Does it make any bit of difference for NFCU specifically future CLI after first 90 days + AR?
I'm sure this is kind of the same question, but does PIF refer to the balance or the statment balance?
Just pay the statement balance by the due date. I cannot think of a reason to over-extend yourself by paying more than the required amount. Use that money to pay your other bills.
PIF = pay the statement balance by the due date.
PIF = pay in full = paying the statement balance. You want to do that to avoid interest. Anything you pay beyond that is "extra credit."

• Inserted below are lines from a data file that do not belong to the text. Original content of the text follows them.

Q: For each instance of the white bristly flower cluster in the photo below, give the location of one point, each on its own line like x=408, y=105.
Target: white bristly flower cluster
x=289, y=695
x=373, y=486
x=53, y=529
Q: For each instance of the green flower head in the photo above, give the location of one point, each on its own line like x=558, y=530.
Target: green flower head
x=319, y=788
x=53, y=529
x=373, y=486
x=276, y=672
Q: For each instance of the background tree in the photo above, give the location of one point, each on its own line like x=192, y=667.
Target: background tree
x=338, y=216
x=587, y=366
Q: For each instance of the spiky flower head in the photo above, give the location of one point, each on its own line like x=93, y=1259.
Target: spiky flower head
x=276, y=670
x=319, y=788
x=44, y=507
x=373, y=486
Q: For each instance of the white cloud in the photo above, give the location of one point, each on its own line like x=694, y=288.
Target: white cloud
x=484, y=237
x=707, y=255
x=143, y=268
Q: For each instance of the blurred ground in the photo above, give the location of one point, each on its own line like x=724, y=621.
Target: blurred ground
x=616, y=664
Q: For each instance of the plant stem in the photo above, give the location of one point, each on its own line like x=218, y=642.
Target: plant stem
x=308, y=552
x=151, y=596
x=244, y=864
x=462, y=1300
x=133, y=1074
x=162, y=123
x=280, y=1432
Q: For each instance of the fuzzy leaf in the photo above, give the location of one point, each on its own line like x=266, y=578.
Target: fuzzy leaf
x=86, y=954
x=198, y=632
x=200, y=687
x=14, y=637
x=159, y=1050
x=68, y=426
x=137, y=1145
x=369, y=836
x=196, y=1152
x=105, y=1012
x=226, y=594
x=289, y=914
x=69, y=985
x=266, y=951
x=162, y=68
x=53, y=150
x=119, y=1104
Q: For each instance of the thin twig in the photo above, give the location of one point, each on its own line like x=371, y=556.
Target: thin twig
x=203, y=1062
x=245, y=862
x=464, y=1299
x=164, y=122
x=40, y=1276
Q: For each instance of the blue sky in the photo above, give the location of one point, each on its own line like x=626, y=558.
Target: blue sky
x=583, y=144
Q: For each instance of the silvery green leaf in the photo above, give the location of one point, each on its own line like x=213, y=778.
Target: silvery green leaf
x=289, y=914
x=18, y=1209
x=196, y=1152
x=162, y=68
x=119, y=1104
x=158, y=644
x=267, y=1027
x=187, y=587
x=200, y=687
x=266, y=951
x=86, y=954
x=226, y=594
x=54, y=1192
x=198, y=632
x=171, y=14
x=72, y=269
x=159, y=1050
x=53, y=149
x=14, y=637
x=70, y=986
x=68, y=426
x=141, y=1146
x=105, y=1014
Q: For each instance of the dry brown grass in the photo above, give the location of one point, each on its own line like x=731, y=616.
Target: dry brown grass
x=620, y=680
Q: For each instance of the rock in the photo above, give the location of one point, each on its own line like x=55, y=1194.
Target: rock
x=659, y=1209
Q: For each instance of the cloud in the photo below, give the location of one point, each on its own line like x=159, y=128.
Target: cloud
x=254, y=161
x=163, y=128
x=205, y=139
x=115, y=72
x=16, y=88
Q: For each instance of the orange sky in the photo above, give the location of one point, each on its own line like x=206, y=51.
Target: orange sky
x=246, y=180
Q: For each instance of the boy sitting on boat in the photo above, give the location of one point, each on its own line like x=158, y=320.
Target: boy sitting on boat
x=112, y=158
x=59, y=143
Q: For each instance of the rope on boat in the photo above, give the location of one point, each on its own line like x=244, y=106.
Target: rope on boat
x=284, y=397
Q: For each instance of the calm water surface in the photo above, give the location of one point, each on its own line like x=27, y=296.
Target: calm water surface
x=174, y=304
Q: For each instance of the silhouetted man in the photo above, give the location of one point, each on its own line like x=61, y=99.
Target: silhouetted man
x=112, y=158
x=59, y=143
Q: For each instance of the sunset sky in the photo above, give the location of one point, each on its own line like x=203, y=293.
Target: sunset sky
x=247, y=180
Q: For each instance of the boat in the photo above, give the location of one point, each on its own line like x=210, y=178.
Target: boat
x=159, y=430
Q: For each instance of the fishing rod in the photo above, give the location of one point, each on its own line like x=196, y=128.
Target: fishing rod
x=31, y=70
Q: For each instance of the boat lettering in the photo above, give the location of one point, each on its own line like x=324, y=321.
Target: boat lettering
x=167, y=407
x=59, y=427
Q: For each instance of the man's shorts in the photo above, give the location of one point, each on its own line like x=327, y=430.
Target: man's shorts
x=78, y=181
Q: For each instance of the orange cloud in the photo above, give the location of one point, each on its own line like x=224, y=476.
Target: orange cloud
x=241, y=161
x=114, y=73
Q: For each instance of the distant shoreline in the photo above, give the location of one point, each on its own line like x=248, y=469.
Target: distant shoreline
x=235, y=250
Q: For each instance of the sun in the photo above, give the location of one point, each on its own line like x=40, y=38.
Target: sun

Paying to zero is paying the current balance, resulting in a total balance of zero. That's not necessary to satisfy your lender. But it can lead to a scoring advantage as long as one card shows a positive balance. And it feels good not to owe anything.
Definitely make payments where they're put to their best use. Paying more than the statement balance on one card when it's necessary to address a balance on another card doesn't help you.
Thanks all much appreciated - just what I needed to see!